Телега вырвалась из его рук и упала прямо на сломанную ногу. Моше потерял сознание от боли, пришел в себя и снова потерял сознание. Через несколько часов, когда его разбудили собственные стоны, он словно во сне увидел свет приближающихся фонарей и услышал зовущие голоса и лай ищущих собак. Но к тому времени ночь, и тоска, и холод, и боль измучили его настолько, что он уже не в силах был их позвать. Только предсмертный хрип мула указал им дорогу.
13
Года два прошло с той ночи до того дня, когда моя мать поселилась в коровнике Моше Рабиновича, чтобы работать на него, заботиться о его сиротах и доить его коров.
О предыдущих годах ее жизни, где она была и что делала, мне известны лишь немногие детали.
Став немного старше, я спросил об этом у трех моих отцов, и они дали мне три разных ответа. Моше Рабинович сказал, что какое-то время она работала в винном погребе в Ришон-ле-Ционе[12], — «и это там она привыкла прикладываться к бутылке», — улыбнулся он.

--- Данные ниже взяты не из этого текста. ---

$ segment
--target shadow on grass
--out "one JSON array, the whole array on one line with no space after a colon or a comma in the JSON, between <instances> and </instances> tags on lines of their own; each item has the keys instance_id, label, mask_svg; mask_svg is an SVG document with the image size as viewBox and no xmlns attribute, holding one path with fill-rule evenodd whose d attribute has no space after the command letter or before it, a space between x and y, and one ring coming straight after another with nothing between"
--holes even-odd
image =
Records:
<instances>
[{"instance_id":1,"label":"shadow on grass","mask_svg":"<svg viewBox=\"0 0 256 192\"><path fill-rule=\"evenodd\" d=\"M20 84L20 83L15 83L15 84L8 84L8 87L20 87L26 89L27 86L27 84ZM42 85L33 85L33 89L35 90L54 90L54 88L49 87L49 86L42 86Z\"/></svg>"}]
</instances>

Сойхер Глоберман, у которого были свои глаза и уши по всей Стране, рассказал, что родители мамы «решили остаться в галуте[13], когда услышали, какие штуки их дочь вытворяет в Стране, потому что не хотели больше ее видеть».
А когда я стал упрашивать его рассказать еще, он сказал, что мужчинам не пристало ковыряться в жизни своих матерей.
— Что там происходило между ног нашей госпожи Юдит до того, как ты, Зейде, появился оттуда, тебя не касается, и знать это тебе не нужно, точка, — объявил он со своей обычной грубостью, к которой мне все еще трудно было привыкнуть, но которая меня уже не обижала.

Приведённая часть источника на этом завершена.